Brice Hortefeux au Parlement européen. © Reuters Brice Hortefeux au Parlement européen. © Reuters
« Mes contacts avec la Libye se limitent à moins de 24 heures avec une nuit sur place et à l’issue de ce déplacement je n'ai jamais eu un quelconque contact avec les autorités libyennesAucun séjour avant 2005, aucun séjour après, aucun contact avant, aucun contact après. Au total, moins de 24 heures consacrées à la Libye », a-t-il détaillé aux enquêteurs, lors de sa déposition en qualité de suspect, le 20 mars.

Inscrit au voyage officiel de Nicolas Sarkozy à Tripoli, le 6 octobre 2005, il n’était pas venu. Réinvité le 23 novembre 2006, il avait décliné. La seule présence sur laquelle Brice Hortefeux s’exprime se limite donc à un aller-retour effectué le 22 décembre 2005. Ces « moins de 24 heures » suffisent pourtant à placer Brice Hortefeux au cœur de l’enquête. Et des soupçons.

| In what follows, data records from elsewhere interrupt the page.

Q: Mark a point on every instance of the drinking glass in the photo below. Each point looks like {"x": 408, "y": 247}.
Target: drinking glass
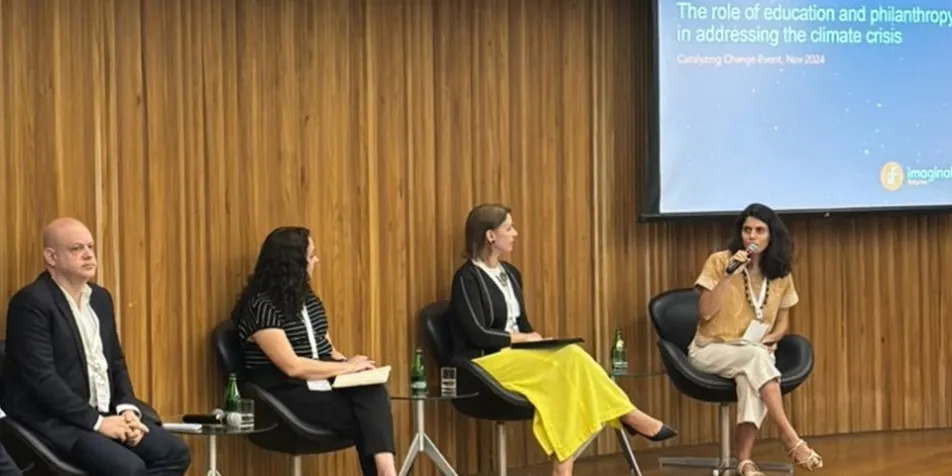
{"x": 246, "y": 413}
{"x": 448, "y": 381}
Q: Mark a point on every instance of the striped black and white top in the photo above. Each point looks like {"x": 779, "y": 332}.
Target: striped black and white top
{"x": 261, "y": 313}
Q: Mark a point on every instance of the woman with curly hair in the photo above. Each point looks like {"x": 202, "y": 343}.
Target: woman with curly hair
{"x": 288, "y": 351}
{"x": 746, "y": 293}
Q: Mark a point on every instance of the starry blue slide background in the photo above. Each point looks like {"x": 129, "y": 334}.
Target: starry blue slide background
{"x": 806, "y": 136}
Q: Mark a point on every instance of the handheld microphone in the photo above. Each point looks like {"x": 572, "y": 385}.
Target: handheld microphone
{"x": 216, "y": 417}
{"x": 212, "y": 419}
{"x": 734, "y": 264}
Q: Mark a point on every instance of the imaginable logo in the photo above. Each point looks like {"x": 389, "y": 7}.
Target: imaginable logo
{"x": 891, "y": 176}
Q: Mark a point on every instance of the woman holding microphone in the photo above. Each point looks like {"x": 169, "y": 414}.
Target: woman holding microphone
{"x": 746, "y": 293}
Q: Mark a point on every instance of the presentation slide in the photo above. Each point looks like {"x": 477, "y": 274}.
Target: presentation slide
{"x": 804, "y": 104}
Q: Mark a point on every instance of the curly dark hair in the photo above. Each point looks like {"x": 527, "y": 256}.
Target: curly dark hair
{"x": 280, "y": 273}
{"x": 777, "y": 260}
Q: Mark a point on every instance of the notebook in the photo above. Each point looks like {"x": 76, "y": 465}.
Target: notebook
{"x": 548, "y": 343}
{"x": 375, "y": 376}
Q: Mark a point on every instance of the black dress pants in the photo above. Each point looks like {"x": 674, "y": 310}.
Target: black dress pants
{"x": 159, "y": 453}
{"x": 360, "y": 413}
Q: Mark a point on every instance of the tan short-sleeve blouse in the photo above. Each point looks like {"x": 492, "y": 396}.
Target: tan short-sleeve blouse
{"x": 736, "y": 312}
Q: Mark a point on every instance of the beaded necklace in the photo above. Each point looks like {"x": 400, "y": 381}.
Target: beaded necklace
{"x": 750, "y": 298}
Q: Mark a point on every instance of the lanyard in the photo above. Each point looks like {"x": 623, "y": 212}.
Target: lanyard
{"x": 310, "y": 331}
{"x": 758, "y": 302}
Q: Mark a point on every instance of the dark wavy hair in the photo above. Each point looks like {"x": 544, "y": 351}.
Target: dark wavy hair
{"x": 482, "y": 218}
{"x": 280, "y": 273}
{"x": 777, "y": 260}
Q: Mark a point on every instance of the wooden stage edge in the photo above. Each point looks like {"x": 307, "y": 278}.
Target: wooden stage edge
{"x": 907, "y": 453}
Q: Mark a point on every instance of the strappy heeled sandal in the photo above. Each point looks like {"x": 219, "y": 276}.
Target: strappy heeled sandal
{"x": 811, "y": 462}
{"x": 749, "y": 468}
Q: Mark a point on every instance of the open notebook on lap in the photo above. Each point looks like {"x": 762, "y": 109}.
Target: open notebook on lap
{"x": 375, "y": 376}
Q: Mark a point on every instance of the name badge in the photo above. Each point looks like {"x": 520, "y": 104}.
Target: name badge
{"x": 319, "y": 385}
{"x": 755, "y": 331}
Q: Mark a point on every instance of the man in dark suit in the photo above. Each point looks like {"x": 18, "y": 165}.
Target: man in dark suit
{"x": 65, "y": 375}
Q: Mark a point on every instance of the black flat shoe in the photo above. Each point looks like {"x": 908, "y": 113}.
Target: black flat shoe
{"x": 666, "y": 432}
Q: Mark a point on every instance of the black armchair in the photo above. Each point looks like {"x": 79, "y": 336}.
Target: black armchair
{"x": 29, "y": 451}
{"x": 291, "y": 435}
{"x": 493, "y": 402}
{"x": 675, "y": 315}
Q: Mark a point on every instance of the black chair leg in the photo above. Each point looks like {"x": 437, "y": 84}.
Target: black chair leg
{"x": 501, "y": 460}
{"x": 724, "y": 463}
{"x": 628, "y": 453}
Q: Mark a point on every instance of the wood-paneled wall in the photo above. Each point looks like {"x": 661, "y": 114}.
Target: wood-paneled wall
{"x": 183, "y": 131}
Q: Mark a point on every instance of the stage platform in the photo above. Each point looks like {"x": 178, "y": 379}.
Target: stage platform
{"x": 906, "y": 453}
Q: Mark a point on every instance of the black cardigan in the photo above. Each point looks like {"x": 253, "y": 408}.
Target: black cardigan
{"x": 478, "y": 311}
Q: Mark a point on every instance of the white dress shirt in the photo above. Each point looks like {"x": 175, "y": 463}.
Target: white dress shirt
{"x": 97, "y": 367}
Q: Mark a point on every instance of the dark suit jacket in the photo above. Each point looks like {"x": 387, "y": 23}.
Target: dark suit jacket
{"x": 478, "y": 311}
{"x": 45, "y": 381}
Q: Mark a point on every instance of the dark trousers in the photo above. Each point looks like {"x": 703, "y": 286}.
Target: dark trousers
{"x": 159, "y": 453}
{"x": 360, "y": 413}
{"x": 7, "y": 466}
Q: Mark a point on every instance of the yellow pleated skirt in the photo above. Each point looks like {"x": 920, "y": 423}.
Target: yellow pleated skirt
{"x": 573, "y": 396}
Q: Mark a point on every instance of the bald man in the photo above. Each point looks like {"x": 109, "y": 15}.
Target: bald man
{"x": 65, "y": 376}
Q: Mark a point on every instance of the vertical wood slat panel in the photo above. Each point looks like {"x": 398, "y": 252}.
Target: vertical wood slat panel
{"x": 182, "y": 132}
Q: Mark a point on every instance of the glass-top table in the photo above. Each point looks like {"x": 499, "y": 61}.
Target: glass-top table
{"x": 421, "y": 441}
{"x": 213, "y": 431}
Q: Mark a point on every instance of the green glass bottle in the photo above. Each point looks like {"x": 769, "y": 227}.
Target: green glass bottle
{"x": 418, "y": 375}
{"x": 619, "y": 356}
{"x": 231, "y": 394}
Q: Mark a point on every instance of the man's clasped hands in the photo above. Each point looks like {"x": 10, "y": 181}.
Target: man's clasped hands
{"x": 125, "y": 427}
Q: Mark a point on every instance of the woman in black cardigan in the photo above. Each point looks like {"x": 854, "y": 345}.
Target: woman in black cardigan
{"x": 573, "y": 396}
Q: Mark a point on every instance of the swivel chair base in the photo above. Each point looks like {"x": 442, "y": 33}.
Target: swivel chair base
{"x": 724, "y": 464}
{"x": 627, "y": 452}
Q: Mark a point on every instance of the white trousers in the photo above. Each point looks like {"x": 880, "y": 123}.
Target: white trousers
{"x": 751, "y": 366}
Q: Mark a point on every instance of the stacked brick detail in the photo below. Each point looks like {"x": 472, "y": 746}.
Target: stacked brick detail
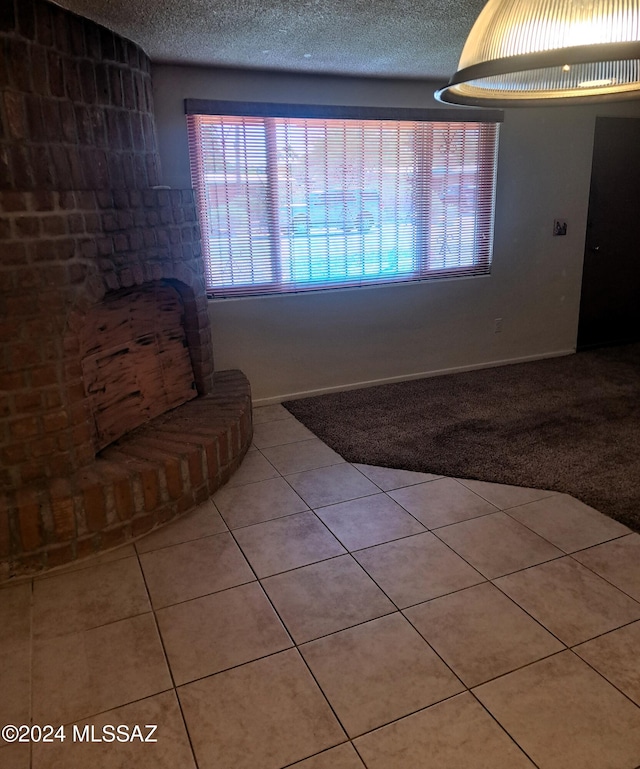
{"x": 77, "y": 104}
{"x": 80, "y": 217}
{"x": 61, "y": 253}
{"x": 145, "y": 479}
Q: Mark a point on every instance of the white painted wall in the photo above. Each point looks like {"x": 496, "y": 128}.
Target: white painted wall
{"x": 308, "y": 343}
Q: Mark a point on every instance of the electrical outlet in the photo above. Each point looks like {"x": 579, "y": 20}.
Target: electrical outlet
{"x": 559, "y": 227}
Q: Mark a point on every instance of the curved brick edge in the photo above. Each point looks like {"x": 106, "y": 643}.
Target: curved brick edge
{"x": 147, "y": 478}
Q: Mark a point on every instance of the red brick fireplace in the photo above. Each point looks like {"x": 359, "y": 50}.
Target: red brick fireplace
{"x": 112, "y": 419}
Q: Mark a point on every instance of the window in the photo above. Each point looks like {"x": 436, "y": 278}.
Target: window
{"x": 291, "y": 202}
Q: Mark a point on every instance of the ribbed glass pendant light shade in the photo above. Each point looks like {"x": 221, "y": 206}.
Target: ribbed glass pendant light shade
{"x": 545, "y": 51}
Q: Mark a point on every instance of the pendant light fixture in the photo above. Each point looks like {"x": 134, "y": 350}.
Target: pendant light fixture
{"x": 535, "y": 52}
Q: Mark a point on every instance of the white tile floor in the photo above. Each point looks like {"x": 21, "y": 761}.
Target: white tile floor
{"x": 322, "y": 615}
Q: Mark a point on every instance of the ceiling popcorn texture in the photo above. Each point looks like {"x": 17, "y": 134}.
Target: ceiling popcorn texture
{"x": 383, "y": 38}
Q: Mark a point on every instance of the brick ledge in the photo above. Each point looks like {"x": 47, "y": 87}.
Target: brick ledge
{"x": 146, "y": 479}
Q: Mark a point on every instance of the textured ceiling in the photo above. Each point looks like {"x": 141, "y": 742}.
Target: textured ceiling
{"x": 394, "y": 38}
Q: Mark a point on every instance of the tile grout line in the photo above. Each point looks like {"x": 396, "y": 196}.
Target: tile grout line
{"x": 174, "y": 688}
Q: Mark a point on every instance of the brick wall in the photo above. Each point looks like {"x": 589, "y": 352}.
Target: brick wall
{"x": 79, "y": 218}
{"x": 76, "y": 106}
{"x": 61, "y": 253}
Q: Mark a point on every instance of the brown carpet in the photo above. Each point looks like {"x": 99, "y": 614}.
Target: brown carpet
{"x": 569, "y": 424}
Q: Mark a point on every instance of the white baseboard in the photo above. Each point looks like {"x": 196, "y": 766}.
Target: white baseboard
{"x": 406, "y": 377}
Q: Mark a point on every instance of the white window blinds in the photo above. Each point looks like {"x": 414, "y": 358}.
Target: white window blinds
{"x": 297, "y": 204}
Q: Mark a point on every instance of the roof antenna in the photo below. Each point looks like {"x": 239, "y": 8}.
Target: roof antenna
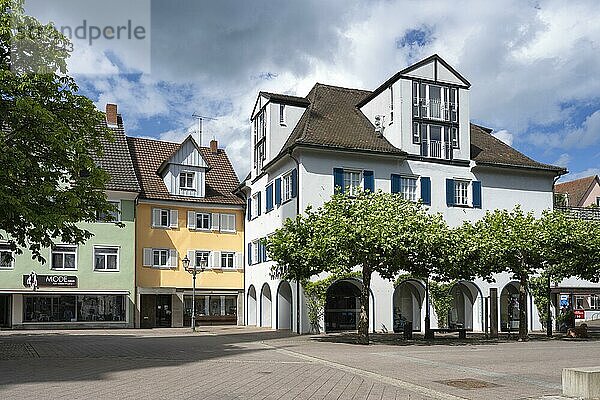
{"x": 198, "y": 132}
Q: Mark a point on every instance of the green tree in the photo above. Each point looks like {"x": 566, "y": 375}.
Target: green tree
{"x": 510, "y": 243}
{"x": 50, "y": 139}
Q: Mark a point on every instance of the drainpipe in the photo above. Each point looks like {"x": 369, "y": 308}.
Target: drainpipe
{"x": 297, "y": 213}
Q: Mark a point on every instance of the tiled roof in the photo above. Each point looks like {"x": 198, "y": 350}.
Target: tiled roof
{"x": 149, "y": 154}
{"x": 286, "y": 98}
{"x": 577, "y": 189}
{"x": 332, "y": 120}
{"x": 486, "y": 149}
{"x": 116, "y": 160}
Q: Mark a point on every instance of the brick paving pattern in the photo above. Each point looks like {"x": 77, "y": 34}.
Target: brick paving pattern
{"x": 244, "y": 363}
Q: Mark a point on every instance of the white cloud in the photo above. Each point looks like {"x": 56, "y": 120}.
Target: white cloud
{"x": 504, "y": 135}
{"x": 571, "y": 176}
{"x": 528, "y": 62}
{"x": 563, "y": 160}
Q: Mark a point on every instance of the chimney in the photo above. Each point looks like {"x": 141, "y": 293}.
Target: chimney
{"x": 214, "y": 146}
{"x": 111, "y": 114}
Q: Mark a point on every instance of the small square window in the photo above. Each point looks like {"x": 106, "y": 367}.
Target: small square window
{"x": 461, "y": 193}
{"x": 352, "y": 182}
{"x": 227, "y": 260}
{"x": 64, "y": 257}
{"x": 106, "y": 258}
{"x": 6, "y": 257}
{"x": 203, "y": 221}
{"x": 186, "y": 180}
{"x": 160, "y": 258}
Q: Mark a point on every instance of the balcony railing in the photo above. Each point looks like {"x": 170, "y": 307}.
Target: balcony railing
{"x": 436, "y": 149}
{"x": 590, "y": 213}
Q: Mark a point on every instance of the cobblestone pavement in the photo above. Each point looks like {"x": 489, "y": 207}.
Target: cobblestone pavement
{"x": 246, "y": 363}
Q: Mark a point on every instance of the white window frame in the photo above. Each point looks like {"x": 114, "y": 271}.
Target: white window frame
{"x": 227, "y": 256}
{"x": 186, "y": 175}
{"x": 350, "y": 188}
{"x": 286, "y": 187}
{"x": 255, "y": 252}
{"x": 203, "y": 214}
{"x": 117, "y": 217}
{"x": 4, "y": 248}
{"x": 206, "y": 253}
{"x": 231, "y": 217}
{"x": 406, "y": 188}
{"x": 160, "y": 266}
{"x": 282, "y": 115}
{"x": 162, "y": 211}
{"x": 461, "y": 192}
{"x": 255, "y": 205}
{"x": 117, "y": 254}
{"x": 594, "y": 302}
{"x": 52, "y": 252}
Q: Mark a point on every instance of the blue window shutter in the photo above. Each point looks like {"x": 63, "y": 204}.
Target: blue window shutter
{"x": 450, "y": 192}
{"x": 476, "y": 194}
{"x": 264, "y": 248}
{"x": 395, "y": 183}
{"x": 426, "y": 190}
{"x": 369, "y": 181}
{"x": 258, "y": 200}
{"x": 294, "y": 182}
{"x": 269, "y": 194}
{"x": 338, "y": 180}
{"x": 278, "y": 191}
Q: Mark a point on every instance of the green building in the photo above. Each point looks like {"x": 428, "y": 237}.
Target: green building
{"x": 86, "y": 286}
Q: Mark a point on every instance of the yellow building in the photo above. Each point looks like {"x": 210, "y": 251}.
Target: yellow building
{"x": 187, "y": 209}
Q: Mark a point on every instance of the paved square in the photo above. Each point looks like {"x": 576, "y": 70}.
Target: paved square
{"x": 246, "y": 363}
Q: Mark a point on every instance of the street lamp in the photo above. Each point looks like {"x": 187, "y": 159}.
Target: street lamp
{"x": 193, "y": 269}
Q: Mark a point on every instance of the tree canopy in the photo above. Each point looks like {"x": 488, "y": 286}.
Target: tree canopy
{"x": 50, "y": 139}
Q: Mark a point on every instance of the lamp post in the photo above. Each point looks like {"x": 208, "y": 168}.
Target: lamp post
{"x": 193, "y": 269}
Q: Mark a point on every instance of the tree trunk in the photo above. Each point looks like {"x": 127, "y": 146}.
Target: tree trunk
{"x": 363, "y": 322}
{"x": 523, "y": 307}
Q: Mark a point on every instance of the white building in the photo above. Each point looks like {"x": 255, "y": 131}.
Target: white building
{"x": 411, "y": 135}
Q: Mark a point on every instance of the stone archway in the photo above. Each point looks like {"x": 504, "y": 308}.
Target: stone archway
{"x": 251, "y": 299}
{"x": 509, "y": 307}
{"x": 265, "y": 306}
{"x": 407, "y": 303}
{"x": 284, "y": 306}
{"x": 464, "y": 296}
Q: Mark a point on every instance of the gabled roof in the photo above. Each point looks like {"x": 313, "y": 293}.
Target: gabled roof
{"x": 189, "y": 140}
{"x": 488, "y": 150}
{"x": 433, "y": 58}
{"x": 149, "y": 154}
{"x": 116, "y": 161}
{"x": 333, "y": 121}
{"x": 577, "y": 189}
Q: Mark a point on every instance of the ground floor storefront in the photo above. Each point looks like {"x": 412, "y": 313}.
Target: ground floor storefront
{"x": 66, "y": 309}
{"x": 172, "y": 307}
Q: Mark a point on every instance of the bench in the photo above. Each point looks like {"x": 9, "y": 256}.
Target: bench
{"x": 462, "y": 332}
{"x": 581, "y": 382}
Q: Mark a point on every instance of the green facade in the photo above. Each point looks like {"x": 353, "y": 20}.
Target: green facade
{"x": 92, "y": 285}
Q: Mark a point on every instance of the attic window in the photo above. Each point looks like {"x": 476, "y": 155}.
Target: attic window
{"x": 186, "y": 180}
{"x": 282, "y": 114}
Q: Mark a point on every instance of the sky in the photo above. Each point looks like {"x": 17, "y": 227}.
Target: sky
{"x": 534, "y": 66}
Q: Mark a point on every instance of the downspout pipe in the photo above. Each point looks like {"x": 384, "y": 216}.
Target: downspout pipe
{"x": 290, "y": 153}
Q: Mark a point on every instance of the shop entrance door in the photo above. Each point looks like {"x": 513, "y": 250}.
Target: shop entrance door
{"x": 4, "y": 311}
{"x": 163, "y": 311}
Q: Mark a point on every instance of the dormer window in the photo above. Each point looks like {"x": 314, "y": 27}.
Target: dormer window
{"x": 435, "y": 102}
{"x": 282, "y": 115}
{"x": 186, "y": 180}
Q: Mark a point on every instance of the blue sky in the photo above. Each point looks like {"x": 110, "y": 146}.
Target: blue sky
{"x": 533, "y": 65}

Car ce soir-là, le ministre délégué aux collectivités territoriales a rencontré secrètement un hiérarque du régime, Abdallah Senoussi, beau-frère de Kadhafi et patron des services secrets militaires, à son domicile, en dehors de toute présence officielle française, mais en compagnie de l'intermédiaire Ziad Takieddine. Entendu le 2 janvier 2017 à Tripoli, Abdallah Senoussi a déclaré que Brice Hortefeux lui « avait tendu une feuille sur laquelle étaient saisis un nom de banque et un numéro de compte », lui indiquant que c’était le compte sur lequel devaient être virées les sommes d’argent versées par les Libyens en soutien à la campagne électorale de Nicolas Sarkozy. Une partie des flux bancaires a été depuis retrouvée par les policiers.

« Une fable grotesque », a préféré riposter, lundi 26 mars, Brice Hortefeux, dans les colonnes du quotidien Le Parisien. L’ancien ministre a pourtant été confronté par les enquêteurs de l’Office anticorruption (OCLCIFF) à des éléments circonstanciés qui ont fragilisé sa ligne de défense, selon le compte-rendu de ses deux auditions.

Brice Hortefeux a reconnu « des relations professionnelles devenues cordiales » avec Ziad Takieddine, l’intermédiaire qualifié de « sinistre individu » et de « voyou » par Nicolas Sarkozy lors de sa garde à vue qui s’est tenue au même moment et dans le même immeuble de la police judiciaire (voir ici).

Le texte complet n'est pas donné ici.